India raised interest rates last week for the 12th time in 18 months and signalled more was to come. Rates now stand at 8.25 percent and a Reuters poll of analysts shows one more hike is expected this year.
"The main motivation for the hike was that we are expecting headline inflation to remain above 9 percent and close to 10 pct for the next three months -- September-October-November," Subir Gokarn told Reuters in an interview.
"It would be fair to say we are near the peak. Whether we are at the peak or not is not a judgement I can make."
He added: "We anticipate the inflation trajectory will turn down in December for two reasons -- the base effect and the cumulative effect of rate hikes on demand....That's an indication the peak is in sight."
"To say this is a sort of aggressive anti-inflationary stance in perpetuity is clearly not right, there are clearly indications that we do expect to see a turnaround."
Indian inflation rose to 9.78 percent in August, the highest in a year and among the highest in the developing world. The RBI has stressed its commitment to curbing inflation.

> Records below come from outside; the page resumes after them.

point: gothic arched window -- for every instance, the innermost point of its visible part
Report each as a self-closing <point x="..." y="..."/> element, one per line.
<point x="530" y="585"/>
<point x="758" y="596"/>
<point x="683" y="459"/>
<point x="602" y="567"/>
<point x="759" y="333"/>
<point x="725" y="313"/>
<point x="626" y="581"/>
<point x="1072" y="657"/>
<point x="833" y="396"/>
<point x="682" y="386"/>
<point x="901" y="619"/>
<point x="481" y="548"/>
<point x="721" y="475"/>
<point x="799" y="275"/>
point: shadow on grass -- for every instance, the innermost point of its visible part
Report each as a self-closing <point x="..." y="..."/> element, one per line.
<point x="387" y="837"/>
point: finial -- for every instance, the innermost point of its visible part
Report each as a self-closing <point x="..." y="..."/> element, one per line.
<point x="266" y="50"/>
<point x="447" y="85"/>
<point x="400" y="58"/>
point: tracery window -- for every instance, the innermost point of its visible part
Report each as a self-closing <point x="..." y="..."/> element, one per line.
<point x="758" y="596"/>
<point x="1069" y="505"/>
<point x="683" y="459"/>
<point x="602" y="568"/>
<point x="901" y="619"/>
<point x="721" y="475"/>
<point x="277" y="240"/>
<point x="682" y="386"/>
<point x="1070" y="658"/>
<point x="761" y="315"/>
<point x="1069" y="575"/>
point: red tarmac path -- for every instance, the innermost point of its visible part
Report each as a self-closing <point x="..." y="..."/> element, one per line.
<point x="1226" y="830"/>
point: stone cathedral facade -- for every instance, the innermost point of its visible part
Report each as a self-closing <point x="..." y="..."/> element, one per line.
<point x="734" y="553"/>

India's growth is cooling rapidly, meanwhile, with growth in the three months to June, at 7.7 percent, the lowest in six quarters and well below the 8.5 percent of the previous fiscal year that ended in March. Industrial output growth slumped to 3.3 percent in July, its weakest annual pace in nearly two years.
"We do see signs of growth moderating but they are not dramatic," Gokarn said. "The IP number of course was a strong negative signal but looking at tax, credit growth and the analysis of corporate performance, none of these suggest a very dramatic slowdown."
He said a soft landing was already under way and the RBI was trying to manage monetary policy in a way that would not allow economic growth to dip too far below 8 percent.